When I wake up again, Rhonda is standing next to the tub holding one of the oversized t-shirts I sleep in.

“Your back looks like you’ve been in a fight with a bear...and lost. Come on,” she says. “I have something for you downstairs.” She’s changed out of her work clothes and into a strapless sundress I haven’t seen since before we moved here. I dry off and follow her downstairs.

I smell it before I see it. The pepper hits my nose first, and then the full array of aromas: onions, peppers, Old Bay, Zatarain’s crab boil seasoning.

Grocery store bags littered the floor and counters. The kitchen table is covered in newspapers that Rhonda must’ve bought at the store. My mother always saved old newspapers to cover the picnic table in the backyard. And just like on my mother’s table, there are little bowls of melted butter, a bottle of Louisiana hot sauce, and a pitcher of sweet tea.

On the stove, the stockpot is full of roiling, bright red water, a tiny, furious ocean full of snow crab legs, potatoes, and ears of corn.

We’ve tried before to get live blue crabs at Wholey’s, the fresh seafood place everyone recommends, but their shipment comes in early Monday mornings and they sell out within minutes.

I turn to Rhonda. She smiles and throws her arms out wide. “They’re frozen, but the best cure we got for the winter blues.”

Just then, I caught on to the song playing on Rhonda’s iPod: “Summertime” by DJ Jazzy Jeff and the Fresh Prince. I two-step my way into Rhonda's arms, and we swing each other around and around the kitchen until the crabs are ready and our faces are damp from the moist, salty air.

Rhonda fills an aluminum pan with crabs and sets it in the middle of the table.

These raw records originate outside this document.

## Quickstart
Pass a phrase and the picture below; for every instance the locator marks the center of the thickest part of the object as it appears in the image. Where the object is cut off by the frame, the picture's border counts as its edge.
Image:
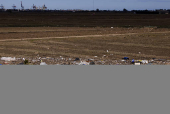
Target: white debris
(43, 63)
(8, 58)
(145, 61)
(83, 63)
(137, 63)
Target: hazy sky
(88, 4)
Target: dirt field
(85, 42)
(79, 19)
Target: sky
(88, 4)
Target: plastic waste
(133, 60)
(137, 63)
(8, 58)
(83, 63)
(76, 59)
(126, 58)
(144, 61)
(43, 63)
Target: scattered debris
(92, 63)
(8, 59)
(125, 58)
(83, 63)
(77, 59)
(43, 63)
(137, 63)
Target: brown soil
(85, 42)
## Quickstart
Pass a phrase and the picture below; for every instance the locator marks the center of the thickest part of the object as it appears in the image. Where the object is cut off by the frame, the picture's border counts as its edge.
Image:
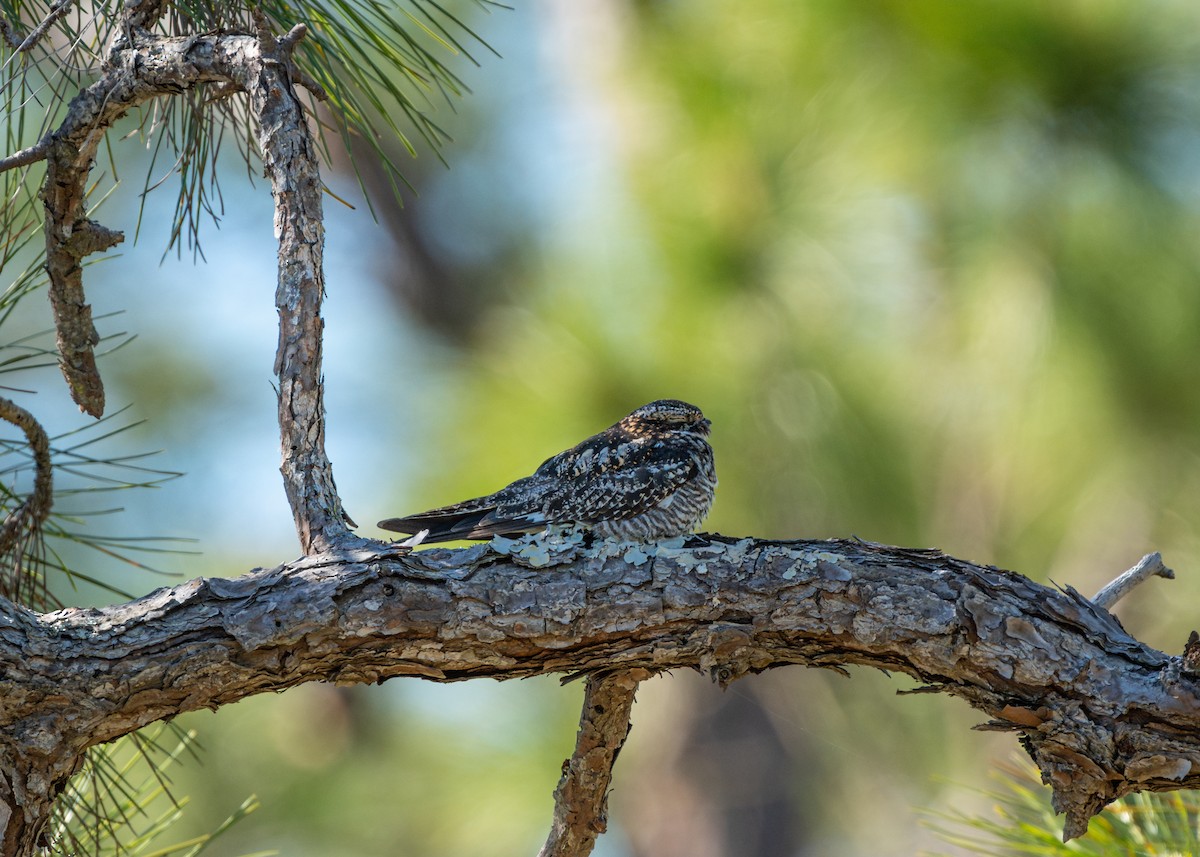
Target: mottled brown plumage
(646, 478)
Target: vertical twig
(581, 798)
(25, 521)
(70, 237)
(291, 160)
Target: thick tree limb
(1101, 713)
(581, 798)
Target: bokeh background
(930, 267)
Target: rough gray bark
(1101, 713)
(35, 766)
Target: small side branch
(581, 798)
(25, 156)
(70, 238)
(25, 520)
(289, 157)
(1150, 565)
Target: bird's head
(666, 415)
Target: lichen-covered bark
(1101, 713)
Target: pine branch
(1101, 713)
(581, 797)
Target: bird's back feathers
(648, 477)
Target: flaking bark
(581, 798)
(1101, 713)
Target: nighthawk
(646, 478)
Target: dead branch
(1150, 565)
(24, 522)
(581, 798)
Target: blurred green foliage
(931, 269)
(1021, 822)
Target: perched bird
(646, 478)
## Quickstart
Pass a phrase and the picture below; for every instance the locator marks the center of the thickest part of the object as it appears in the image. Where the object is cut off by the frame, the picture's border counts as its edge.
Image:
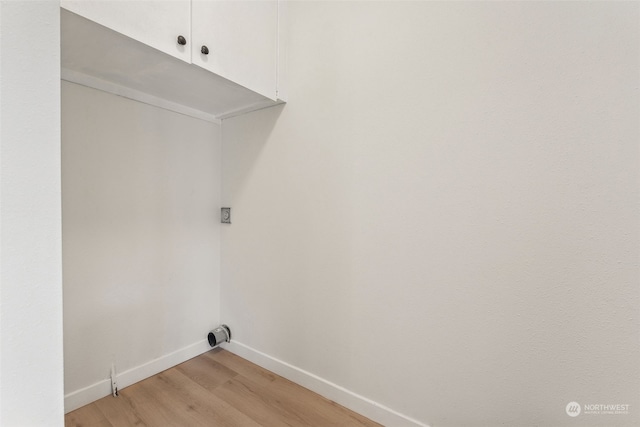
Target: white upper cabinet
(241, 38)
(120, 46)
(156, 23)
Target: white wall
(30, 253)
(141, 239)
(444, 217)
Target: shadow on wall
(260, 124)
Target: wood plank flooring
(217, 388)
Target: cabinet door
(242, 39)
(156, 23)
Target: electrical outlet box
(225, 215)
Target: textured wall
(30, 260)
(141, 239)
(444, 217)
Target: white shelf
(95, 56)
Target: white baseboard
(84, 396)
(360, 404)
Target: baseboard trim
(84, 396)
(360, 404)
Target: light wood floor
(217, 388)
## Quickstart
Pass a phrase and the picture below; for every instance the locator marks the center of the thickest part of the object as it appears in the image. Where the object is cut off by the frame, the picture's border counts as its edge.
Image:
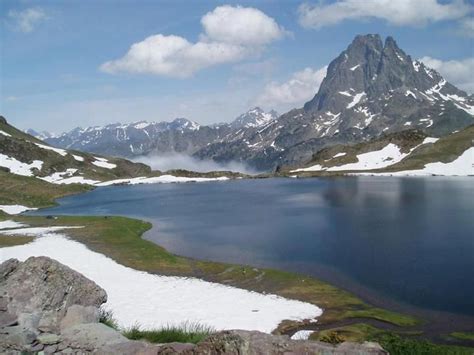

I pour us some tea.

“Not that you need my permission,” Rhonda says as she joins me at the table, “but it’s okay with me if you want to call your mother. I mean, don’t let me be the reason you don’t call her. And maybe you want to go see her. Spend some time with her. She calls, not much, but that means she’s leaving space for you in her life.”

I try to detect any trace of resignation or martyrdom beneath her words, but as is always the case, what Rhonda says is exactly what she means.

“Babe,” I say, “the space my mother has left for me isn’t big enough for two.”

Rhonda nods, and we dig in.

Outside, snow blankets our deck. It will fall all night, and tomorrow, we’ll again do its bidding.

A couple of years ago, I was invited by a friend to read my work as the opening act for her book launch event. I would be reading in the company of two international writers who wrote about things like displacement and exile. I write about Southern Black women, sex, and the Black church—weighty topics, to be sure, but I wanted to read something in keeping with the event. So over the course of a miserable, freezing winter weekend, I wrote about two Black women from the South who are trying to make a cold city—and each other—their new home. Around the same time, a multi-media artist friend asked me to read at the exhibition opening for her latest work. So Snowfall did double duty, and I dedicated this story to these two phenomenal women artists, Vanessa German and Abeer Hoque.